Summarize to aggregate

The summarize() creates new columns in your table, based on an aggregation. Aggregations take data and reduces it to a single number. When applied to grouped data, this function returns one row per grouping.

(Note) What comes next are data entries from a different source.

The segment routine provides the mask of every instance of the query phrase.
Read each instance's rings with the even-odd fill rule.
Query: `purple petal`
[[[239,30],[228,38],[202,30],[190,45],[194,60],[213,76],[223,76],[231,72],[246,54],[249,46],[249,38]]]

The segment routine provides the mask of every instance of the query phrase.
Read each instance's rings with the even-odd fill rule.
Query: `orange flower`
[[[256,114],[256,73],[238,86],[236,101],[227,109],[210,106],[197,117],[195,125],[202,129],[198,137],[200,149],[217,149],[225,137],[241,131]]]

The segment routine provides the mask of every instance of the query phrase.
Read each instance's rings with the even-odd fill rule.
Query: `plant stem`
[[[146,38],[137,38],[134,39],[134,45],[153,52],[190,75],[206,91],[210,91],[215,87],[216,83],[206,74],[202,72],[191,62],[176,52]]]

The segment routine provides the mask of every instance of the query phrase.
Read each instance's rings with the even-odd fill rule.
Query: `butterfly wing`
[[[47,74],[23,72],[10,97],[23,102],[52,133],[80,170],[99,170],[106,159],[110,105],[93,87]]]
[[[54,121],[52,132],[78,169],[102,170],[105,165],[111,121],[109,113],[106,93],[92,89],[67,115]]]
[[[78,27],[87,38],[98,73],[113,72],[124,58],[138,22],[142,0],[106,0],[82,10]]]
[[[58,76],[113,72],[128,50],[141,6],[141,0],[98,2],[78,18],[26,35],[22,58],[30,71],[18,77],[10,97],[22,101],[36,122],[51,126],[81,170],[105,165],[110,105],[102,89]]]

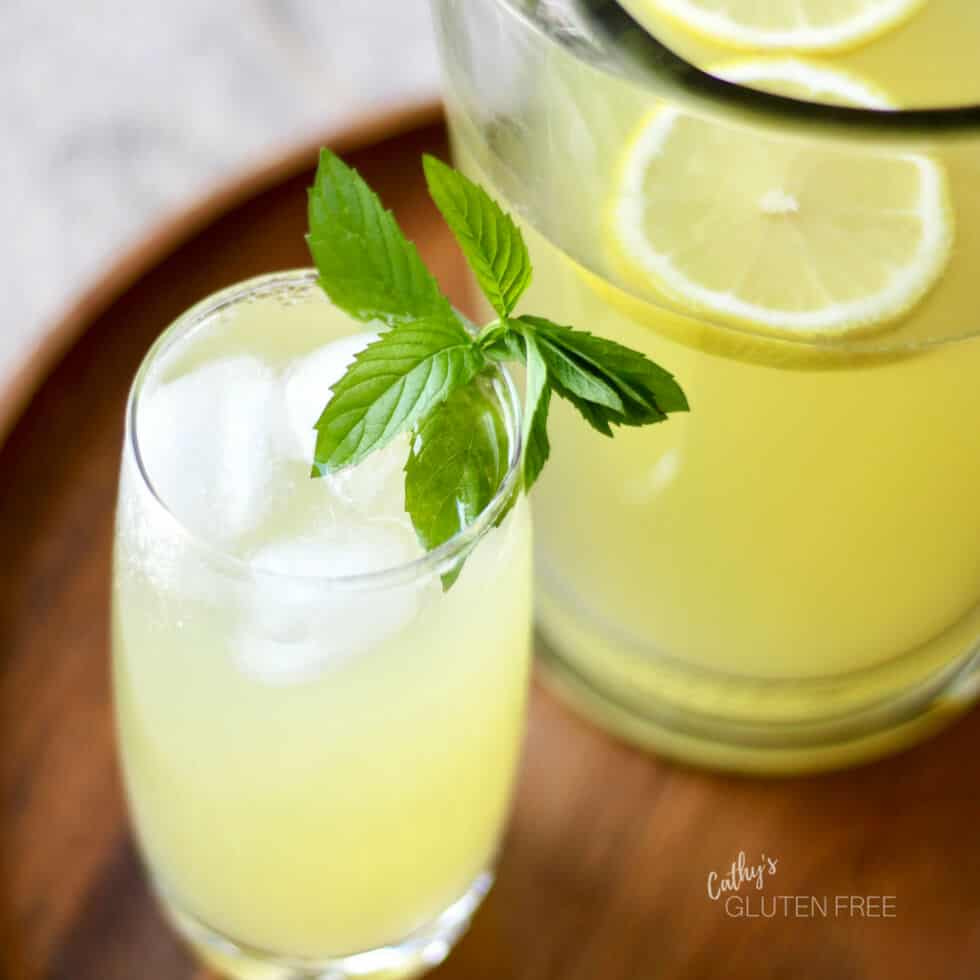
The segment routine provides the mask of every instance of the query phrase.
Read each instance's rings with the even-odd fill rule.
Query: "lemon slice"
[[[851,101],[863,85],[777,65],[729,77],[777,89],[788,77],[799,94]],[[765,136],[672,107],[638,127],[608,227],[628,281],[695,314],[796,337],[907,312],[939,278],[953,237],[946,181],[926,156]]]
[[[887,93],[863,78],[800,58],[747,58],[715,65],[708,71],[728,82],[808,102],[898,108]]]
[[[840,51],[884,34],[925,0],[622,0],[645,26],[667,17],[715,44],[762,51]]]

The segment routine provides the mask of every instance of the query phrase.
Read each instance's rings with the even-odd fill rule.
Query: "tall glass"
[[[327,397],[318,352],[358,329],[314,273],[243,283],[163,334],[129,400],[126,789],[165,909],[236,978],[397,977],[445,956],[489,887],[524,727],[523,498],[500,521],[519,485],[513,387],[500,374],[487,396],[510,437],[500,493],[412,557],[407,519],[376,496],[400,485],[388,450],[328,488],[277,448],[293,448],[296,393],[314,419]]]
[[[851,764],[977,694],[980,112],[923,105],[980,103],[980,8],[912,6],[787,55],[678,26],[712,7],[686,0],[433,3],[456,159],[522,223],[528,309],[690,401],[612,440],[555,404],[535,491],[549,675],[682,759]]]

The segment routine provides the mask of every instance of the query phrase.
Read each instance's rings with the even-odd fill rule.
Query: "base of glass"
[[[493,875],[484,872],[441,915],[400,942],[322,960],[281,957],[230,939],[181,909],[165,889],[156,890],[177,933],[207,966],[229,980],[405,980],[449,955],[492,884]]]
[[[601,727],[706,769],[791,776],[908,748],[980,698],[975,623],[958,655],[812,682],[748,681],[627,653],[539,591],[545,682]],[[901,669],[898,669],[901,668]]]

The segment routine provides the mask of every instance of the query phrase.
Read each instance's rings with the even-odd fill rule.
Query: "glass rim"
[[[548,26],[535,19],[524,9],[521,0],[491,0],[508,10],[522,21],[529,30],[544,37],[549,43],[562,46],[548,30]],[[647,81],[656,79],[665,85],[664,96],[679,96],[680,101],[691,108],[707,112],[733,108],[744,113],[747,122],[779,122],[785,129],[799,129],[807,136],[825,135],[840,139],[842,136],[871,138],[882,142],[905,143],[935,137],[962,137],[976,135],[980,138],[980,104],[962,106],[937,106],[914,109],[873,109],[858,106],[834,105],[827,102],[808,102],[792,96],[777,95],[761,89],[749,88],[737,82],[729,82],[711,75],[673,48],[666,45],[648,28],[638,23],[623,7],[615,7],[615,16],[624,24],[636,28],[640,35],[637,47],[646,48],[649,66],[644,73]],[[615,39],[609,39],[615,44]],[[566,49],[568,50],[568,49]],[[574,51],[570,52],[573,56]],[[635,58],[640,52],[634,50]],[[601,63],[596,67],[602,68]],[[632,77],[632,76],[627,76]]]
[[[290,581],[307,585],[323,585],[329,588],[350,590],[381,589],[405,585],[420,578],[439,574],[452,567],[489,532],[497,518],[505,510],[511,498],[519,493],[522,453],[522,407],[517,387],[510,373],[500,364],[491,365],[495,400],[503,408],[504,423],[508,435],[507,472],[493,498],[479,513],[475,520],[458,531],[443,544],[418,558],[368,572],[345,575],[301,574],[278,572],[256,568],[248,559],[235,554],[227,547],[206,534],[190,527],[170,507],[164,496],[157,490],[150,477],[146,462],[140,449],[138,432],[138,412],[140,396],[154,367],[175,345],[216,313],[234,306],[251,296],[273,292],[283,286],[314,287],[317,272],[312,268],[290,269],[281,272],[265,273],[244,279],[211,293],[181,313],[156,338],[144,354],[129,389],[125,414],[124,452],[132,453],[136,473],[142,486],[149,492],[154,505],[160,508],[181,537],[194,549],[223,565],[230,572],[256,581]],[[323,295],[327,304],[330,300]]]

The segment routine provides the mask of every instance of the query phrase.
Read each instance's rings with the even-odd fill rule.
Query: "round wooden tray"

from siuba.data import mtcars
from siuba import _, summarize, group_by, select

Summarize over all rows

mtcars >> summarize(avg_mpg = _.mpg.mean())
mtcars
mpg cyl disp hp drat wt qsec vs am gear carb
0 21.0 6 160.0 110 3.90 2.620 16.46 0 1 4 4
1 21.0 6 160.0 110 3.90 2.875 17.02 0 1 4 4
... ... ... ... ... ... ... ... ... ... ... ...
30 15.0 8 301.0 335 3.54 3.570 14.60 0 1 5 8
31 21.4 4 121.0 109 4.11 2.780 18.60 1 1 4 2

32 rows × 11 columns

Summarize over groups

Use group_by() to split the data up, apply some aggregation, and then combine results.

(mtcars
  >> group_by(_.cyl)
  >> summarize(
       avg = _.mpg.mean(),
       range = _.mpg.max() - _.mpg.min(),
       avg_per_cyl = (_.mpg / _.cyl).mean()
  )
)
cyl avg range avg_per_cyl
0 4 26.663636 12.5 6.665909
1 6 19.742857 3.6 3.290476
2 8 15.100000 8.8 1.887500

Note there are 3 unique groupings for cyl (4, 6, and 8), so the resulting table has 3 rows.